Between the Streetlight and the Moon

Between the Streetlight and the Moon
By Melita Rowston. Produced by MopHead Productions, bAKEHOUSE Theatre Co., Stephen Multari and Eloise Snape. Director: Anthony Skuse. Kings Cross Theatre, Sydney. 5 – 27 May 2017

The new Kings Cross Theatre is a tiny space up four steep flights of stairs in a building that overlooks the Cross’s famous Coca Cola sign. For this production the acting area cuts the audience into two and as many old chairs as possible have been crammed together. No problem – except it's one act running for 105 minutes and the only possible exit for 50% of the audience is via the stage. Oh, the joys of the fringe!

There’s no doubt Melita Rowston’s play, shortlisted for the 2016 Patrick White Playwright Award, is a complex and meaningful piece. With many a nook and byway, it tells how Zadie (Lucy Miller) is eventually sacked from her London art teaching job by Janet (Suzanne Pereira) for not finishing her much discussed book on Edouard Manet and his likely affair with painter Berthe Morisot. 

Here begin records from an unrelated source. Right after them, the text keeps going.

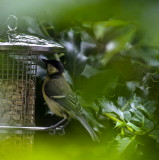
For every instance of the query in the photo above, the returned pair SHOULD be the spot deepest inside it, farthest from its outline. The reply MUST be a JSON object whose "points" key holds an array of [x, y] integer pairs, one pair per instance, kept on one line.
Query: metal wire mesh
{"points": [[17, 87]]}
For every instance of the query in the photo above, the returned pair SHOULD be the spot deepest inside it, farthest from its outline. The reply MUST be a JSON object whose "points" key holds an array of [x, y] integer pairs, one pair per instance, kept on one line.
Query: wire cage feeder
{"points": [[18, 67]]}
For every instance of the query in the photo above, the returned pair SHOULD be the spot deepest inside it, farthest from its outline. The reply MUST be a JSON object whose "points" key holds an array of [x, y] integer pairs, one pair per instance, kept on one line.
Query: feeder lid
{"points": [[15, 41]]}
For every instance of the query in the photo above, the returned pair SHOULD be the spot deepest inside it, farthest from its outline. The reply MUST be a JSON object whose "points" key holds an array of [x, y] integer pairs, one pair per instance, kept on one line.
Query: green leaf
{"points": [[133, 126], [127, 144], [75, 58]]}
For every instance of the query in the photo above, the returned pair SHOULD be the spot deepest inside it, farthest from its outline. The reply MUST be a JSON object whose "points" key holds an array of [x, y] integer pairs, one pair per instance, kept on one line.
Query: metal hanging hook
{"points": [[12, 23]]}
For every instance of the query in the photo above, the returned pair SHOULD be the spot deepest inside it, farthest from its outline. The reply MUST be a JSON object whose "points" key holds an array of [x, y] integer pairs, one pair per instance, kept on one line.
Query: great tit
{"points": [[60, 98]]}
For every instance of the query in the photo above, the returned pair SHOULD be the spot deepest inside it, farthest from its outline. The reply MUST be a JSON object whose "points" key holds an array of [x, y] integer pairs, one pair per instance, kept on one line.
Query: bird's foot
{"points": [[57, 130]]}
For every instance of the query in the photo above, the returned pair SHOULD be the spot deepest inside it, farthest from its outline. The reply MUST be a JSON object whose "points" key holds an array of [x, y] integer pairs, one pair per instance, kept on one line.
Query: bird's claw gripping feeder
{"points": [[18, 66]]}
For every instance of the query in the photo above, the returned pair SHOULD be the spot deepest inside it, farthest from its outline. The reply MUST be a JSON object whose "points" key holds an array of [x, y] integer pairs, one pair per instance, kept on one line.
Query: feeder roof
{"points": [[16, 41]]}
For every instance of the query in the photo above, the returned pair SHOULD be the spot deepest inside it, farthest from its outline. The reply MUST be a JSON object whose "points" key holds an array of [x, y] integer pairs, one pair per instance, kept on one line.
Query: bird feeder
{"points": [[18, 66]]}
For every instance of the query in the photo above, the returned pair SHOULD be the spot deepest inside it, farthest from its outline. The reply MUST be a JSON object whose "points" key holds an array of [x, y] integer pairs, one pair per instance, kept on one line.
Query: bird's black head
{"points": [[54, 67]]}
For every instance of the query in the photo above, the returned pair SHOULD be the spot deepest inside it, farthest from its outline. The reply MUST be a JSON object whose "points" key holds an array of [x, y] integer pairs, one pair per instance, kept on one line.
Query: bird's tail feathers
{"points": [[88, 128]]}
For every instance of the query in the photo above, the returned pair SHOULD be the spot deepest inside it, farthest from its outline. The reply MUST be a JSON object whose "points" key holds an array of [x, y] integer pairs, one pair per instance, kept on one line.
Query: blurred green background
{"points": [[112, 64]]}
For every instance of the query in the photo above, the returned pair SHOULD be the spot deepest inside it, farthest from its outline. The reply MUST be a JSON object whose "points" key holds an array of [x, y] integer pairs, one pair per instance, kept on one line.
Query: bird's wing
{"points": [[60, 91]]}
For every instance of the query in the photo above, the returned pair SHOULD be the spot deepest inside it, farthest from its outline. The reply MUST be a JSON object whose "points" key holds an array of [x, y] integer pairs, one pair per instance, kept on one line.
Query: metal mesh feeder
{"points": [[18, 57]]}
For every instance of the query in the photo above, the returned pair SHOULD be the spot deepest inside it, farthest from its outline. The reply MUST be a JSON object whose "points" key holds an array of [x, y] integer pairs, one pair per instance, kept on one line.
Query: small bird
{"points": [[60, 98]]}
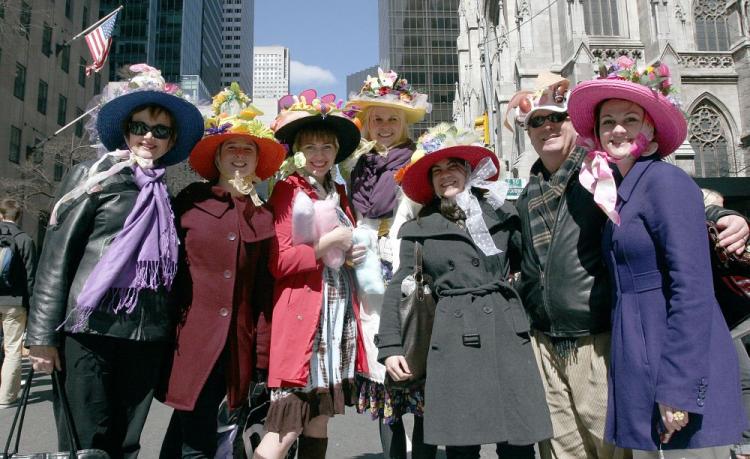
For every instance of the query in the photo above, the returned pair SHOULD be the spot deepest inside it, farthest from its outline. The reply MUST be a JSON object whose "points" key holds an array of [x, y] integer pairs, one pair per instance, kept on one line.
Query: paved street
{"points": [[351, 436]]}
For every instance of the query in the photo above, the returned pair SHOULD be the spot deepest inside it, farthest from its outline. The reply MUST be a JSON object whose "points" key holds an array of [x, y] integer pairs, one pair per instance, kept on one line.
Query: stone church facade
{"points": [[504, 44]]}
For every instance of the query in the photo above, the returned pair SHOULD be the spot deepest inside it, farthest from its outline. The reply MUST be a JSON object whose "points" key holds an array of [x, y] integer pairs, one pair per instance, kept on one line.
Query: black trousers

Zadie is thick with her sexy French student Dominique (Joanna Downing) and with Barry (Ben McIvor), a young Western Sydney painter who has come to London for instant fame. Jeff (Lani Tupu), a wildly successful artist who has complications with Zadie, completes the cast.

From the opening projection (and discussion) of an 1865 close-up painting of a woman’s genitals, we are being asked to give art and the artists involved our full attention. And the cast, led by Lucy Miller, blonde hair streaming, take many a turning before she is revealed as more artist than academician. 

Dominque’s French accent is a hurdle, at times so thick it only adds to the complications of the plot. 

The setting by Jeremy Allen is of a high standard, though when we get to Paris the requirement of the Seine running through the scene would defeat most designers. His solution is unlikely to please every theatregoer. 

Benjamin Freeman on live piano provides linking music throughout, and very beautiful it is.